This, a million times. I love Helm, but Vital utterly thrashes it. If you do any sort of music in any capacity, you owe it to yourself to have it in your VST folder.
If you've ever been curious about stepping into music but don't know where to start, this is it. It's dead simple to understand and starts at the ground-level, working your way up to a functional understanding of harmony and rhythm.
I love this! The in-browser synthesis here was a big inspiration for my side-project (https://noise.sh, spreadsheet for sound design). The WebAudio spec actually makes much of this trivial.
When there is so much improvements needed in Ableton I don't feel easy about them procrastinating in such directions. It's a great toy, but they seem to be overly focusing on luring beginners in, while abandoning professionals. Those people will start their journey with Ableton only to become frustrated that their DAW of choice doesn't do many basic things other DAWs do.

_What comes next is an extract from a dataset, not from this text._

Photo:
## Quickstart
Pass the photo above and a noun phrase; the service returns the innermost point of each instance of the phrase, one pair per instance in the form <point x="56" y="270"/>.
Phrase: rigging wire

How many years did we have to wait for comping?
Really impressed with Ableton continuously creating easy-to-use / easy-to-learn music tools for 2 decades by now. Spent so many hours experimenting in Ableton when I was in high school, already more than a decade ago. Which indirectly taught me a lot about electronics, computers & programming.

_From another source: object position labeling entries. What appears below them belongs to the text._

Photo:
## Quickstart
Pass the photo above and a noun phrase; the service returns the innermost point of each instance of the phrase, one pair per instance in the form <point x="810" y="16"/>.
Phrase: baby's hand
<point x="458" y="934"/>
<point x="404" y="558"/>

+1 for VCV rack, but it's really only useful when you know exactly what you need. I still lose my mind over inconsequential stuff like linking my envelope to my VCA, or mixing up some routing in a massive project.
It's a modular synthesizer emulator with a ton of free modules available - it's very useful for all sorts of sound design and experimentation when you don't know anything at all about what you want. Sometimes I will spend an hour just to learn something totally new about a module, or re-arrange module orders and get a different sound, etc, or experiment with a new idea with no particular song or goal in mind.

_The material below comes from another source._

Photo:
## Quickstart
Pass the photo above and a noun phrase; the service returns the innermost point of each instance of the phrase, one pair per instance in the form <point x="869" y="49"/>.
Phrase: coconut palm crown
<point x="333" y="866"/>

You have limitless 'room' in your case - I would recommend thinking of modules in blocks as if each group was a small synth with a goal - these modules are your drone, those modules are your lead, those modules handle percussion, etc. It also greatly simplifies thinking about routing between these groups. If you want to sync two groups of modules you need to figure out what's acting as the clock for both groups and make sure its the same or synced, etc.
There are modules that let you leave notes and put labels on things as well, so you can remember what you were trying to do and what was plugged where.
I love it. I would guess I spend 3x as long in VCV rack just trying new things out as I do with a particular goal in mind, and its all productive time.